Soyinka’s art has always found its genesis in the African continent’s myths and mystifications, and in his own life experiences—he has been jailed on two occasions, in 1965 and again from 1967-1969, tortured, condemned to death by dictator Sani Abacha, and forced repeatedly and for long periods into hiding for his own safety. What can literature do in the face of such chaos, injustice, and violence? “Well,” he says in a hoarse voice, “present a model of possibilities, and that is all. Beyond that, nothing. The fact that literature is not helpless is proven by the fact that it attracts power.
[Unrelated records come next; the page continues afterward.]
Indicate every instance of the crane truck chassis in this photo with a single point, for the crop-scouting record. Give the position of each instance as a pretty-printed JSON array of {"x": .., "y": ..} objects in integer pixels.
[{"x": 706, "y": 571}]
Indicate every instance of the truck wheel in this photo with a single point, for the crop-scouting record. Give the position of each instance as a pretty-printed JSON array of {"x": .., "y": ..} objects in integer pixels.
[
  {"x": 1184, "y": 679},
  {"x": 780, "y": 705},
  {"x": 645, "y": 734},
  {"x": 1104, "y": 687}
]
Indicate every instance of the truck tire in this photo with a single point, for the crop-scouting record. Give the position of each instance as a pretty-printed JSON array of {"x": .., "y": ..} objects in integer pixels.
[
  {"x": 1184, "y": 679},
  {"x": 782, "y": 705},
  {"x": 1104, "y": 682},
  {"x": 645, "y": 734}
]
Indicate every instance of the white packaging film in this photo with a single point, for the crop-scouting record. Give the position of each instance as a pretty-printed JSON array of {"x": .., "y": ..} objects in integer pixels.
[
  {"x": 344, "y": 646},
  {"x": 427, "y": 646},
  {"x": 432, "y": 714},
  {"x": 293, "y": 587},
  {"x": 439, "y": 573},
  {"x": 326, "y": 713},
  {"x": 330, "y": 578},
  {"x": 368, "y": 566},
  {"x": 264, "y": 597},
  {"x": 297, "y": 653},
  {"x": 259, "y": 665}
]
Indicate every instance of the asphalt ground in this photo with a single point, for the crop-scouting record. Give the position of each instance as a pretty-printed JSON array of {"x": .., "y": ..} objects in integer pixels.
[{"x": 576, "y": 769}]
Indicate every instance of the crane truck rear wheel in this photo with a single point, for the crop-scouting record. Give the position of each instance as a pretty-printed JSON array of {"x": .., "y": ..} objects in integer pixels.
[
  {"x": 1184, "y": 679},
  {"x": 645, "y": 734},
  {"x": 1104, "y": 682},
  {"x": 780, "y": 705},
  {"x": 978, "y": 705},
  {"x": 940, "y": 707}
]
Those who hold power use it to censor, to harass [writers] so literature is not as helpless or insignificant as some people think.”

We turn to the subject of his incarceration: how does prison change a man? “When I came out, I was very bitter, not bitter about being in prison, I was bitter about the treatment I received, but most importantly of all the statements that were attributed to me which were false. My immediate writing was bitter, then I settled on looking at society and looking at the human condition and creating microworlds which is what all writers do. One of the problems one has as a writer who writes about society is the danger of becoming pessimistic, resentful, and aggressively so.”

The immediate writing he refers to is Madmen and Specialists , a play about the Nigerian Civil War (1967-1970), considered the writer’s darkest dramatic work. He recounted his years behind bars in 1972’s The Man Died: Prison Notes , which the Nigerian government eventually banned in 1984. His play Death and the King ’ s Horseman , first performed in 1976, brings Soyinka worldwide acclaim.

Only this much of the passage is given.